Od razu podniosłam się do pozycji siedzącej i popatrzyłam na niego blada jak ściana.
-Po co tu przyszłeś?-odezwał się Wiktor za co byłam mu ogromnie wdzięczna.
-Przyszedłem w imieniu Emmy przeprosić. Kazała przekazać, że robiła to pod wpływem emocji i dopiero teraz wszystko do niej dotarło co zrobiła. Chciałaby się z Pania spotkać by osobiście przeprosić o ile Pani chce. Chociaż gdybym tylko mógł dokończył bym jej dzieło i Panią spalił, ale powiedzmy, że sumienie mi nie pozwala-powiedział to nad zwyczaj spokojnie.
-w porządku-odpowiedziałam nadal nieco zmieszana.

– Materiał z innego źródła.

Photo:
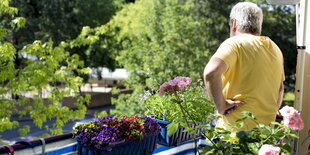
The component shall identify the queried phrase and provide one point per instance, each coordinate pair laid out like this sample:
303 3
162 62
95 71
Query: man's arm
213 82
281 93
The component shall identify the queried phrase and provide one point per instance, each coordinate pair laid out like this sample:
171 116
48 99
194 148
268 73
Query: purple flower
106 131
174 85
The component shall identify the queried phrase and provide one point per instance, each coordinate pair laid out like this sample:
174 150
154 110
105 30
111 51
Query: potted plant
169 104
117 135
262 140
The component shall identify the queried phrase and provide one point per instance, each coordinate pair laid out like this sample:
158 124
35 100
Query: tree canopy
45 67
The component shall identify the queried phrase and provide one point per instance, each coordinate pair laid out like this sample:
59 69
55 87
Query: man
246 72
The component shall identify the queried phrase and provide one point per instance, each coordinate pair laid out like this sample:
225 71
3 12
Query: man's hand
229 106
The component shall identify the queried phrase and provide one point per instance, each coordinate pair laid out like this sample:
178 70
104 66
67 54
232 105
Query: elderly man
246 73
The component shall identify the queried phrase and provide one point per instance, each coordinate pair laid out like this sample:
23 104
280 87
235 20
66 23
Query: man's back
253 75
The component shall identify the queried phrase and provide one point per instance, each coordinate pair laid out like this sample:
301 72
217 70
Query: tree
62 20
158 40
44 67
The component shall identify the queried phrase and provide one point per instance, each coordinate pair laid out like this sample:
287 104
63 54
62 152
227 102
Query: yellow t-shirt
253 75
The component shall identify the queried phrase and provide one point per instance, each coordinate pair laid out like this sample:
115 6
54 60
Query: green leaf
172 128
254 147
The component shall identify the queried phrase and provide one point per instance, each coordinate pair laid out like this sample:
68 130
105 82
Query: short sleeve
228 53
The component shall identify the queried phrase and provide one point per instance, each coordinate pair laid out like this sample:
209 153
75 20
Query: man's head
246 17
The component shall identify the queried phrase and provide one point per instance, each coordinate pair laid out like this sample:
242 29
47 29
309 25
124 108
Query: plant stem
183 112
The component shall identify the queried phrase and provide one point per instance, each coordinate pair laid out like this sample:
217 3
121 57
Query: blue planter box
175 139
145 147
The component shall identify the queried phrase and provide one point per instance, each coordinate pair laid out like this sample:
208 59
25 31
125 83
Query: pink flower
294 122
267 149
287 111
174 85
291 118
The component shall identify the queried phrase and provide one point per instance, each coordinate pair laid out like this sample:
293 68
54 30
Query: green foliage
247 142
38 69
172 128
61 20
159 40
192 98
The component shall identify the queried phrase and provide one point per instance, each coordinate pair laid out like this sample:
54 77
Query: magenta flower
174 85
291 118
287 111
267 149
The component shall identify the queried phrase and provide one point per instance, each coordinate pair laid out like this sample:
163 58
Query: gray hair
248 16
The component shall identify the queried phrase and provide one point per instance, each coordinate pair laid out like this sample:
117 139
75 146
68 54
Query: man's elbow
209 75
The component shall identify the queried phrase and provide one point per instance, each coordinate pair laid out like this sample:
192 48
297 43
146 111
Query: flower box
117 135
175 139
146 146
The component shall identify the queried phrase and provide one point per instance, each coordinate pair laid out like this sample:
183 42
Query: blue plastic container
175 139
147 146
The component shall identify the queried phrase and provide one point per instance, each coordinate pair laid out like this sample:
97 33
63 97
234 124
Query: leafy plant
169 107
36 85
261 140
104 132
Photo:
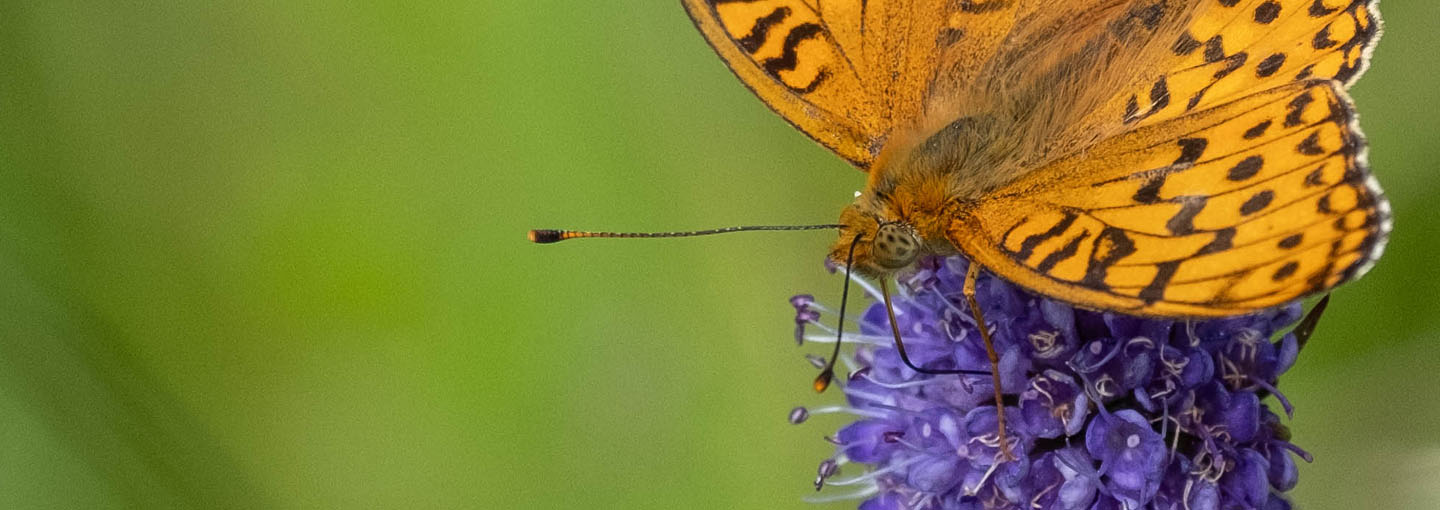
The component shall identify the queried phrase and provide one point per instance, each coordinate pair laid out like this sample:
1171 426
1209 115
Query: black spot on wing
1185 45
1270 64
1267 12
1223 241
788 58
1256 202
1070 248
1028 245
1214 49
1315 177
949 36
761 32
1322 39
1151 190
1319 10
1256 131
1246 169
1311 146
1306 72
1190 151
1155 290
1184 221
1285 271
1110 247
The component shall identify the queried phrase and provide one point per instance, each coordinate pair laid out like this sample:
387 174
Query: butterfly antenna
545 236
828 373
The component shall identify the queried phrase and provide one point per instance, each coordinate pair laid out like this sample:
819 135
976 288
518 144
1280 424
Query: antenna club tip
822 381
545 236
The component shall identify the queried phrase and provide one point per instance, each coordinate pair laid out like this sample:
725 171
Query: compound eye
894 245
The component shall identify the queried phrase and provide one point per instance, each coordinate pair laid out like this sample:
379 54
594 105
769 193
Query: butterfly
1154 157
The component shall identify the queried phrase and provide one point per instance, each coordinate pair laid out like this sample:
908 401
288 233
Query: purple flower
1103 411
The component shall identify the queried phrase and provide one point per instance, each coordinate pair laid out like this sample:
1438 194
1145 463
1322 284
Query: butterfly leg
890 309
990 352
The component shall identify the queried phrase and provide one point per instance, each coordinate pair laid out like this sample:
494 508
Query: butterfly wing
1224 211
1233 48
847 72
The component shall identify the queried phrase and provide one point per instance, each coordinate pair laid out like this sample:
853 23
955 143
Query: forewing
848 72
1233 48
1224 211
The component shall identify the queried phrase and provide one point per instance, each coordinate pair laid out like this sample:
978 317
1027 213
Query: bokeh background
271 255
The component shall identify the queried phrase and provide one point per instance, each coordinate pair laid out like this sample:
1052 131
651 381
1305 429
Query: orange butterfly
1181 159
1154 157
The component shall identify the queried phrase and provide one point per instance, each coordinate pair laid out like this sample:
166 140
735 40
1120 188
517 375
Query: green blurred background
272 255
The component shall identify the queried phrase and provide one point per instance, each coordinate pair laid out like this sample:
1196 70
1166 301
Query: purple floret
1103 411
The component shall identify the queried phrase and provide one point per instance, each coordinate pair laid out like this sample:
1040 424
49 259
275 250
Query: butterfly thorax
896 222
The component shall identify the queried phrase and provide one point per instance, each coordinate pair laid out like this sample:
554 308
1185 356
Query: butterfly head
883 244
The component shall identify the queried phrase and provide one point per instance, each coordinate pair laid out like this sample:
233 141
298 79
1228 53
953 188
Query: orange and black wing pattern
1220 212
850 72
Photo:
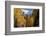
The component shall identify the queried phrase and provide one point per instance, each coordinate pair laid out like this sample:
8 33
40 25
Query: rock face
26 21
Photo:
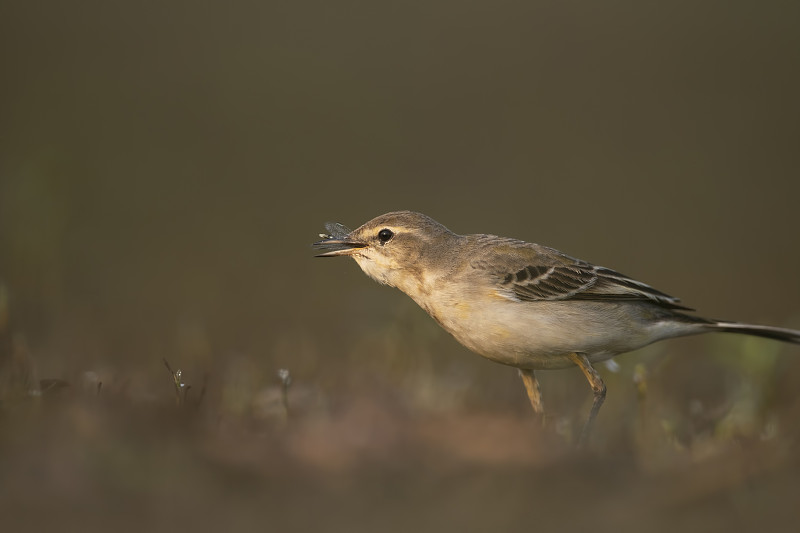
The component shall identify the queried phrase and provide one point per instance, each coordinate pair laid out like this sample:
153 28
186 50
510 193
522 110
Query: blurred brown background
165 166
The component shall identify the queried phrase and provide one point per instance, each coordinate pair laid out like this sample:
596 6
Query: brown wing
581 281
532 272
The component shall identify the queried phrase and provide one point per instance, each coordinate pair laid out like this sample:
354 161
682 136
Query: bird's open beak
337 241
337 247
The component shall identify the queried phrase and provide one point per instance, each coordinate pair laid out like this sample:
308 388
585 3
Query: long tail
780 334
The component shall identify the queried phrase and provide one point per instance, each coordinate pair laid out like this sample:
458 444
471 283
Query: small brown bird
518 303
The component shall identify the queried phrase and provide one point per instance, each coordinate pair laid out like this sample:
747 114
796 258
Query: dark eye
385 235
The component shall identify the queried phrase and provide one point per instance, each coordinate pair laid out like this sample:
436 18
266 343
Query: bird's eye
385 235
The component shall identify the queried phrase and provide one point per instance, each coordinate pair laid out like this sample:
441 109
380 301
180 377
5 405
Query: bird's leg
598 388
532 388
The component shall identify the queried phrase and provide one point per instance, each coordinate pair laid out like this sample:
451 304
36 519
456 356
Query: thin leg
598 388
532 388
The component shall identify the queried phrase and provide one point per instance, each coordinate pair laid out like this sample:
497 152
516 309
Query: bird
522 304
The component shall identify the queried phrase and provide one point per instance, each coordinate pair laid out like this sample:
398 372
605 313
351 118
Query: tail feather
770 332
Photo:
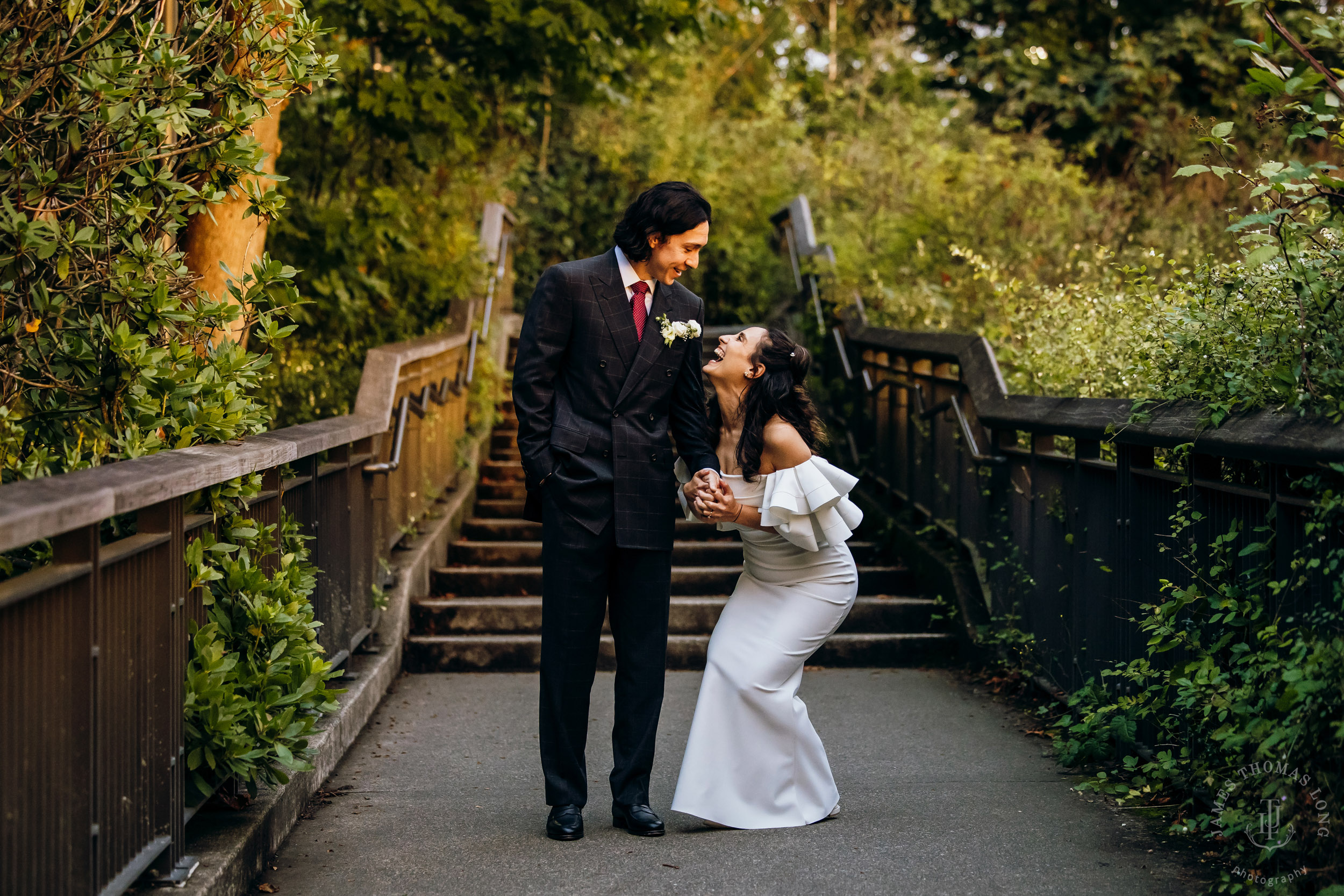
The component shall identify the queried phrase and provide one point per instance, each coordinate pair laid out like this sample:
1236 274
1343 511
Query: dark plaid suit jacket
595 405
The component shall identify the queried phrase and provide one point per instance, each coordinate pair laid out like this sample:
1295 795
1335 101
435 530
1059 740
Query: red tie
640 289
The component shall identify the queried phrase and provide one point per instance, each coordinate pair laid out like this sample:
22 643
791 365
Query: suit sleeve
687 418
541 351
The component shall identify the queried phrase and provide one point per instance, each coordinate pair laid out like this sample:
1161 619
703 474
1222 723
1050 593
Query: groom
597 389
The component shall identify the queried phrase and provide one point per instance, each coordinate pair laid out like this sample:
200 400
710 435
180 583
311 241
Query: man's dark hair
667 210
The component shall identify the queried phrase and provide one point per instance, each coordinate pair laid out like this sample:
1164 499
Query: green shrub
106 351
256 677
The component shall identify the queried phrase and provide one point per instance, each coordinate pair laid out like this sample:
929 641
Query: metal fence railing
1065 501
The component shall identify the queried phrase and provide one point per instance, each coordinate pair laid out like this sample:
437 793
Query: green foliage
256 677
1241 669
116 132
434 112
1293 243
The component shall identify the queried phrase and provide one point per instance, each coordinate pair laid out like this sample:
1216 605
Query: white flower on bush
674 331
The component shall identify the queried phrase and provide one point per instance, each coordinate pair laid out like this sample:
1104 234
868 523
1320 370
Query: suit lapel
616 311
652 343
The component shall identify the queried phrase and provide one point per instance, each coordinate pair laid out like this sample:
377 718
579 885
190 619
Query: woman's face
732 359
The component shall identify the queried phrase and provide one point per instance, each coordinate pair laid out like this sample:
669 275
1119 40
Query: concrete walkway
940 794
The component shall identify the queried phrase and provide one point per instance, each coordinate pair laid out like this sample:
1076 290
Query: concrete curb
233 845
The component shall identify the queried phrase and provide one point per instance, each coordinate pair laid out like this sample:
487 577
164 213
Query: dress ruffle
808 504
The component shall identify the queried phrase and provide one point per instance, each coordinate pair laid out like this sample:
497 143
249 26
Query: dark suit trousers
582 575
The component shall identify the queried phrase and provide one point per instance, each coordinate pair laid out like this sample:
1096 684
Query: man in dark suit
597 389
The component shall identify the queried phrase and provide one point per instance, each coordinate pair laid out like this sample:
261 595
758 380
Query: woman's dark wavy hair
777 391
667 210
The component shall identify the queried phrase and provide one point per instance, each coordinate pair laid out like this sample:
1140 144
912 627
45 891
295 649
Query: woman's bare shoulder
784 445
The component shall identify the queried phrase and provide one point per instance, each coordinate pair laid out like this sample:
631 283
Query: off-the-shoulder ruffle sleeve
810 504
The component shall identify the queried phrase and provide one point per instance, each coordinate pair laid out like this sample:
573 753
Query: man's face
674 256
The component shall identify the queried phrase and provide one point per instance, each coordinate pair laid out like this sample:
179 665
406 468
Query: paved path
940 793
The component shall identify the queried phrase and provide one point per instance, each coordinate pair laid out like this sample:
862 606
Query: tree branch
1296 45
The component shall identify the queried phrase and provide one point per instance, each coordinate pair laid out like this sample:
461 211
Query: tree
1113 82
119 125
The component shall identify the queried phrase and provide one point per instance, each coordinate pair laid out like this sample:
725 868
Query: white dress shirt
631 278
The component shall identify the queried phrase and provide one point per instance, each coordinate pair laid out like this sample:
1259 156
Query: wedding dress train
753 758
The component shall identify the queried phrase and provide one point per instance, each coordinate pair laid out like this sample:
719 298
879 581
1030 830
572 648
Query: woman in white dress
753 758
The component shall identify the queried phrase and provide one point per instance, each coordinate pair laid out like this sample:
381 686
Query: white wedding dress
753 758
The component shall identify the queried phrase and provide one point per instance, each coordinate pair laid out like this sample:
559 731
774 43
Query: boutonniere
674 331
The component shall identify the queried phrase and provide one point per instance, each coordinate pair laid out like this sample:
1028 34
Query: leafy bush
116 133
1243 669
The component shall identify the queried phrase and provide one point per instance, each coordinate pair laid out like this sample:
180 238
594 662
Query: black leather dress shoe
640 821
565 822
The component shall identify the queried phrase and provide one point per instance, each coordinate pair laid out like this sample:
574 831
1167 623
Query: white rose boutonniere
674 331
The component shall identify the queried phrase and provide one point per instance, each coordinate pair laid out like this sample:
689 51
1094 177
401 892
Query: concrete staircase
485 609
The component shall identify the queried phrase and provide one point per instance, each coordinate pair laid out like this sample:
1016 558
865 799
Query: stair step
502 491
692 554
687 615
501 508
523 652
484 580
484 527
530 553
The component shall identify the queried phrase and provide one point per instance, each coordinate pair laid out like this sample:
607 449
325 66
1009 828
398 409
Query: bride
753 758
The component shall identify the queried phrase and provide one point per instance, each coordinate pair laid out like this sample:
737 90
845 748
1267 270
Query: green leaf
1261 256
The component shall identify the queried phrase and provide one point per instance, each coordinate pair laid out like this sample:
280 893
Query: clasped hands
711 499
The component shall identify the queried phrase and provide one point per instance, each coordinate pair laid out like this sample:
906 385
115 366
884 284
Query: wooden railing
1063 503
93 647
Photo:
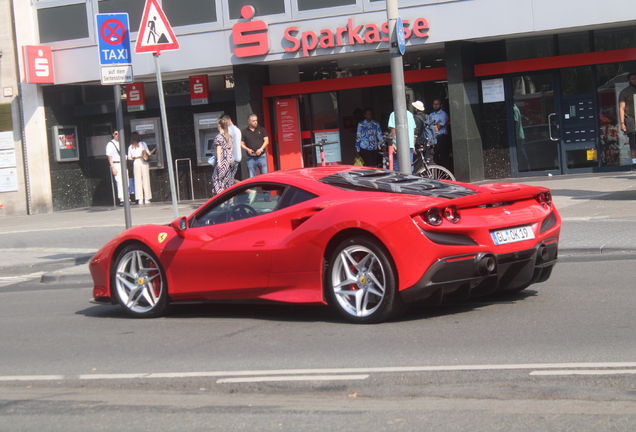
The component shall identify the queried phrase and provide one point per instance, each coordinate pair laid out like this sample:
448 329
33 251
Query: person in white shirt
237 137
114 159
139 153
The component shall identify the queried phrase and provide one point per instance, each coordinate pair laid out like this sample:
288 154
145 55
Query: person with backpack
442 155
425 131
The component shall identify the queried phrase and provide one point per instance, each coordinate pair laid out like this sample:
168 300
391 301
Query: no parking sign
114 39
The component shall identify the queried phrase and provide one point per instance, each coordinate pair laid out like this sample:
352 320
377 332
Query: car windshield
376 180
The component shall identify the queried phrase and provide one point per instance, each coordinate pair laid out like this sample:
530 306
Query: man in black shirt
254 141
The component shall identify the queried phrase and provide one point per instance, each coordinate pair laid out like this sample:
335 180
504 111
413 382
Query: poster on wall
493 90
8 180
288 127
65 138
6 140
7 158
333 154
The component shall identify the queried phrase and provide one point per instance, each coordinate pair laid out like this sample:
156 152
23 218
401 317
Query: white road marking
585 372
334 371
11 280
293 378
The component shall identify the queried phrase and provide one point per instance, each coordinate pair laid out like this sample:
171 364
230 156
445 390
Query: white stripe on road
334 371
293 378
11 280
585 372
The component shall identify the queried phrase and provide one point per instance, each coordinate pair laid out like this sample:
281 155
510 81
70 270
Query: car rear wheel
361 282
138 282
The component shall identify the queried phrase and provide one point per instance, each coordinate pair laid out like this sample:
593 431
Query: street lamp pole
397 82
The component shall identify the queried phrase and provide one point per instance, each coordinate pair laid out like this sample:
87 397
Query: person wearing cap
114 159
422 120
626 112
368 139
410 126
442 153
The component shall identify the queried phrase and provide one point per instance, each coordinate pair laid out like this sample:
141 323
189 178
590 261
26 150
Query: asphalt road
559 356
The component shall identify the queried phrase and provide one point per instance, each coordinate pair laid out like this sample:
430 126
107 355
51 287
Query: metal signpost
115 58
156 35
397 42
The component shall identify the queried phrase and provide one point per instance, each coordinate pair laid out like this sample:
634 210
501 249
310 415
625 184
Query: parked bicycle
422 168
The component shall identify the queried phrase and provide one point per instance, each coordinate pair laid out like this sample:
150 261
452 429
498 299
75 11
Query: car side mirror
180 225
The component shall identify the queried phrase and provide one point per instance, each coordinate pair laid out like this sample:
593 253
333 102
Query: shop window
134 9
529 48
304 5
577 80
63 23
188 12
262 7
605 40
612 79
574 43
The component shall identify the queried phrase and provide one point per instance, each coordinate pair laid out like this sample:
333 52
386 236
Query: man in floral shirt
368 138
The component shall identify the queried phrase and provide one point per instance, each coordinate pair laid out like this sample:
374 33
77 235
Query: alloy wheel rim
359 281
139 281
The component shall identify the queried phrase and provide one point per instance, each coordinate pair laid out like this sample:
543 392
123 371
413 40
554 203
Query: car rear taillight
545 199
435 216
451 214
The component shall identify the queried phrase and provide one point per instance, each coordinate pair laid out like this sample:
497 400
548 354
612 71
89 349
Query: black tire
139 282
361 282
436 172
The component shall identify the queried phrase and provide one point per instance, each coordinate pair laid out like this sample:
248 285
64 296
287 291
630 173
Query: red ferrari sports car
366 241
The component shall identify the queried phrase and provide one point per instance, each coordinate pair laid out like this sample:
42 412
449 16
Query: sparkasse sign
349 35
250 38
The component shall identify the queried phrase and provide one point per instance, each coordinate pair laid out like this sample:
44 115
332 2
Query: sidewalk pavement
598 211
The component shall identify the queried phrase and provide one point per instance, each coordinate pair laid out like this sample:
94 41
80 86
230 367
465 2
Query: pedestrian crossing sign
155 33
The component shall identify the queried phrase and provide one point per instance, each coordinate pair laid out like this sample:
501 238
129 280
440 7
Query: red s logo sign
250 38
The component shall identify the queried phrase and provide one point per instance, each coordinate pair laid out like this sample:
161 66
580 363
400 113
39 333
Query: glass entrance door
556 126
537 149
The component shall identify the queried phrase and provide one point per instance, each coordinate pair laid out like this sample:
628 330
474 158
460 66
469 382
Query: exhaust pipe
486 265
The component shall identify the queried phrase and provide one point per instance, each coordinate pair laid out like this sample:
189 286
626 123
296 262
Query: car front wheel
361 282
139 283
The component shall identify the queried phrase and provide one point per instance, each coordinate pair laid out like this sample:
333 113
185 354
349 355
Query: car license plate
512 235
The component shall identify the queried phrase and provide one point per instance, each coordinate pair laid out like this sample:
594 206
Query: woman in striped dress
223 175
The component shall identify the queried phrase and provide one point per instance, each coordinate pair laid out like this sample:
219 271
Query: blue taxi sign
113 36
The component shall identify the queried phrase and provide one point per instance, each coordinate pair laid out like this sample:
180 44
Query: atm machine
205 130
150 131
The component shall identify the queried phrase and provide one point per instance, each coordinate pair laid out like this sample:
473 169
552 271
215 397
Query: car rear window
375 180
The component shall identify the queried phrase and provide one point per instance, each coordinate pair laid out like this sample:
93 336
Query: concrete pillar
463 93
35 137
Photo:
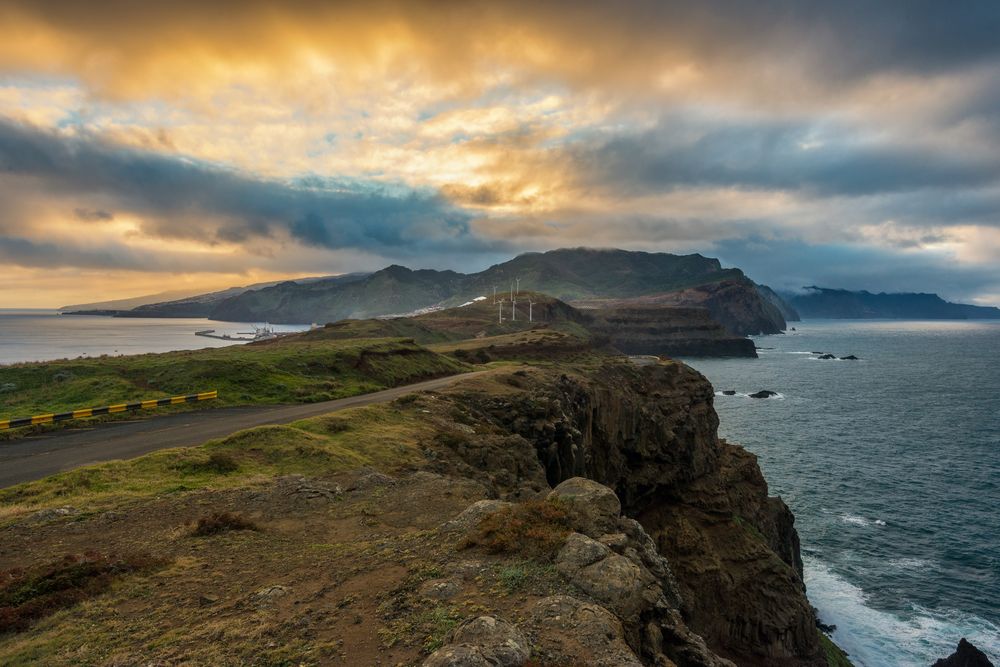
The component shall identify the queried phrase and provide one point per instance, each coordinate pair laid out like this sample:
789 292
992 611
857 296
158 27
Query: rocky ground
560 515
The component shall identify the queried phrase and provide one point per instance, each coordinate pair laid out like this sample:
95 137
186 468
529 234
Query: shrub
221 522
536 528
218 463
27 595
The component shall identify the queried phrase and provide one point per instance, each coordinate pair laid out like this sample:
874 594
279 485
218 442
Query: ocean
891 465
43 335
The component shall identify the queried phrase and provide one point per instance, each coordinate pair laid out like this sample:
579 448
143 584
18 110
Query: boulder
615 581
484 640
474 513
763 393
569 631
966 655
594 508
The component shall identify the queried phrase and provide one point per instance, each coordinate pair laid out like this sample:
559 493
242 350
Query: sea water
891 465
43 335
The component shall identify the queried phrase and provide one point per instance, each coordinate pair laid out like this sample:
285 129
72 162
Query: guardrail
106 410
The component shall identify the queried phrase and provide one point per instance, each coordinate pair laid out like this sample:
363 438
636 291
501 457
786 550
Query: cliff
567 274
822 302
649 330
738 305
650 434
580 513
667 331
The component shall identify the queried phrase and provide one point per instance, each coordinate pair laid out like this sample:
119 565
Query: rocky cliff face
650 435
737 305
667 331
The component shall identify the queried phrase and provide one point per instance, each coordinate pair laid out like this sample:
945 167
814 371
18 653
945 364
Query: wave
855 520
877 638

Czarno włosy po chwili wyszedł a ja spojrzałam na bruneta.
-to było dziwne-mruknął muskając moje wargi odwzajemniłam jego pocałunki po chwili popatrzyłam w jego oczy.
-będę chciała się z nią spotkać-wypaliłam w końcu.
-nie dość ci wrażeń?-spytał a po chwili dodał-nie uważam, żeby to był dobry pomysł.
-a ja uważam, że ten pomysł to strzał w dziesiątkę wyjaśnimy sobie pewne sprawy i może dojdziemy do porozumienia-powiedziałam spokojnie kładąc dłoń na jego policzku i delikatnie go głaszcząc. Na jego twarzy pojawił się niemrawy uśmiech.-naprawde nie masz czym się przejmować.. pójdziemy tam razem dobrze?-spytałam muskając jego wargi.

*3dni później*

Po trzech dniach wypuścili mnie ze szpitala jak na wypadek jaki miałam to bardzo szybko mnie puścili. Siedziałam na kanapie wtulona w ciało Wiktora a on obejmował mnie lekko i całował cały czas czubek mojej głowy.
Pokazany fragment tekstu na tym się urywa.